With the interstellar journey as utopia, Butler returns to a sci-fi topos in novels that are also considered an important part of the new black narrative, and the foundation of afro-futurist aesthetics. Lauren, and before her Lilith, moving from a mystical past and a troubled present to a utopian future, are perfect heroines of what I would call afro-feminism. She is an important influence in new black narrative and art. This can be seen in the explorations of the slave past in Saidiya Hartman and Hortense Spiller, or the interstellar journeys in Nnedi Okorafor’s novels such as The Book of Phoenix (2015) and Binti (2015- 17). Norah Jemisin, author of The Broken Hearth trilogy (2016-18), has written the introduction to a recent edition of Parable of the Sower, describing it as a precious guide for future struggles in today’s America.

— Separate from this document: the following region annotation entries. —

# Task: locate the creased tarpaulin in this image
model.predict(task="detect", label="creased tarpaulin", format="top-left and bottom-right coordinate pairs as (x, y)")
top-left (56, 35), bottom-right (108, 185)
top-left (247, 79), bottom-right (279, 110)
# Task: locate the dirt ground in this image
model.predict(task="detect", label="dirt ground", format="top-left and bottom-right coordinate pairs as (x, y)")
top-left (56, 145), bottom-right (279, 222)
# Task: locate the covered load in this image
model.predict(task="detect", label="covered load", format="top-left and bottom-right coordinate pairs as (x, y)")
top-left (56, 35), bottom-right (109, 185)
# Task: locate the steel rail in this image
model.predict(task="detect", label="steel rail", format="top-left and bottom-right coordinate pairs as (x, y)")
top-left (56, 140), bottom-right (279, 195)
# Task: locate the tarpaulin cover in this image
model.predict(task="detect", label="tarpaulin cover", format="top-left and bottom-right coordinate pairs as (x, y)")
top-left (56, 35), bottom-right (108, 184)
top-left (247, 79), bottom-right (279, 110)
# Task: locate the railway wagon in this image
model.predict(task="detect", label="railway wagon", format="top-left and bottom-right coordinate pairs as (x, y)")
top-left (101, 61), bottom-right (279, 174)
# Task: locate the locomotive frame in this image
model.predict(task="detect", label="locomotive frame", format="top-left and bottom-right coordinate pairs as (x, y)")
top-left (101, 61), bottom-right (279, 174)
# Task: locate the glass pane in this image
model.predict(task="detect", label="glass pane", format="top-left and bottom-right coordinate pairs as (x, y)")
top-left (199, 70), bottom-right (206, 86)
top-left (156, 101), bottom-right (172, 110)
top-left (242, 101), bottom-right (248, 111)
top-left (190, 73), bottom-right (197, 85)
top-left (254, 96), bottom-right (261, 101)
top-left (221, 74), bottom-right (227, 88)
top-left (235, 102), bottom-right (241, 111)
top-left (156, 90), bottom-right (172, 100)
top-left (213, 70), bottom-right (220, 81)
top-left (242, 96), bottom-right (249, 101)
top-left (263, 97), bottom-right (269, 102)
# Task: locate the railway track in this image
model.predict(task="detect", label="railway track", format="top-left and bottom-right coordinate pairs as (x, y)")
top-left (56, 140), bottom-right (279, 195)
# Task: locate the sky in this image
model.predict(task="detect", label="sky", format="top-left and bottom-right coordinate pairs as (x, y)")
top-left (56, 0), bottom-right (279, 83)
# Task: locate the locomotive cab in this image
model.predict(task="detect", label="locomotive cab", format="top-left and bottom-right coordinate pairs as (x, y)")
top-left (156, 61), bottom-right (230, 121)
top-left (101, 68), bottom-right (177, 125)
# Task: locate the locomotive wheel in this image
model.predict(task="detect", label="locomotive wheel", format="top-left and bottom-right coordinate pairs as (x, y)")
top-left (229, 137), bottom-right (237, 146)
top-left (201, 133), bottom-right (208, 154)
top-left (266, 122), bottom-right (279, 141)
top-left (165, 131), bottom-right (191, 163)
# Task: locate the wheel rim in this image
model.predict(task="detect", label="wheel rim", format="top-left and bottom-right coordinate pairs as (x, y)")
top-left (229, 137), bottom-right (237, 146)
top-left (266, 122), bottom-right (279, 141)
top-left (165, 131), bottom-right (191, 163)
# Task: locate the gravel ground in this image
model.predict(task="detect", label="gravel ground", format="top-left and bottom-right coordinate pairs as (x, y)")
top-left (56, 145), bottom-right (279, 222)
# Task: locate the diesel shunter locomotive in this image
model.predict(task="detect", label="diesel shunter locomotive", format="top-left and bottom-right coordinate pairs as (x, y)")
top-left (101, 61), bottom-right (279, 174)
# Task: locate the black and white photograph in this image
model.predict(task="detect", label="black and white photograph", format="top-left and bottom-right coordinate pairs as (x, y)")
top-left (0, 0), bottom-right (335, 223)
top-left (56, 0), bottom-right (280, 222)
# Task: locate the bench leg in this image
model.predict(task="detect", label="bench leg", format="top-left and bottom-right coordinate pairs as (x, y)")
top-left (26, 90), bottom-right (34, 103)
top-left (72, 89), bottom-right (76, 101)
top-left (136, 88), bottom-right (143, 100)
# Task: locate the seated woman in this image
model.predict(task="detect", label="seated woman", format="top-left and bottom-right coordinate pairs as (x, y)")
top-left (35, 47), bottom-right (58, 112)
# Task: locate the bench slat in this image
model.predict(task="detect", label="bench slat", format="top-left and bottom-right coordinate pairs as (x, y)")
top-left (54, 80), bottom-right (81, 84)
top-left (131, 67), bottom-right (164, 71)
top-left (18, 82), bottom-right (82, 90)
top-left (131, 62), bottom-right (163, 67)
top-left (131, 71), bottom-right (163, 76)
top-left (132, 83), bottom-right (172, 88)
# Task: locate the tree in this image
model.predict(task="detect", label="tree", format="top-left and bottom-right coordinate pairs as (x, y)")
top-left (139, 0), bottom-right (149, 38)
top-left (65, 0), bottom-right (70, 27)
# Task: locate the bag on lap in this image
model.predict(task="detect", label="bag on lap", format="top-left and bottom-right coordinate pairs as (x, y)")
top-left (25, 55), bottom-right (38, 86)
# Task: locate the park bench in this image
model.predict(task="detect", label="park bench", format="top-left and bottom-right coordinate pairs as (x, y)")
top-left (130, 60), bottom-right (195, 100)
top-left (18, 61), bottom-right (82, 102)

The Kenyan artist Wangechi Mutu, our contemporary, has many points in common with Octavia Butler, and interprets an afro-feminist aesthetics even more centrally in her multimedia art. Her ‘fantastic journey’ (2013) visits faraway worlds, showing strange figurations that challenge racial and gender prejudice, spatial and temporal limits. In her collages, made of paper cutups, painting and drawings, Mutu describes war and colonialism as well as the environmental and technological devastation, in the context of a troubled ecology. The disquieting mutant female forms –­ ironic quotations of the female nude in traditional art – are the result of combinations with plants and animals in the context of Africa: women coyote, women tree, women shrubs, from whose hair strength and menace emerge. The black women who are her obsession, become dragon, snake, siren, cyborg, or medusas with tentacular hair. She follows in the path of constructing a feminist poetics of blackness.

A woman with medusa tentacular hair is at the centre of her video The End of Eating Everything (2013), a foreboding of a darker horizon, of the impeding ecological catastrophe, and a warning to us all. Her body representing the earth floats in the sky in harmony with birds and in symbiosis with plants, insects and other animals; slowly her beautiful face turns into an ugly grimace, she starts eating the birds, and her body changes into a mass of dirt and detritus submerging the earth. The female body becomes symptom and symbol of an apocalypses.
The diasporic narratives arriving from the southern shores of the Mediterranean also speak of different worlds linking a mythical past, a colonial and racist present, and a utopian future of mending and reparation and return of the forgotten Italian colonialism to our understanding of the present. The voices of African and Afrodescendent women in Italy (in novels, poetry, visual art, journalism, media, and music) promote a search for a new possible citizenship, marked by fragments of places and powers and crossed by the traces of different histories and cultures.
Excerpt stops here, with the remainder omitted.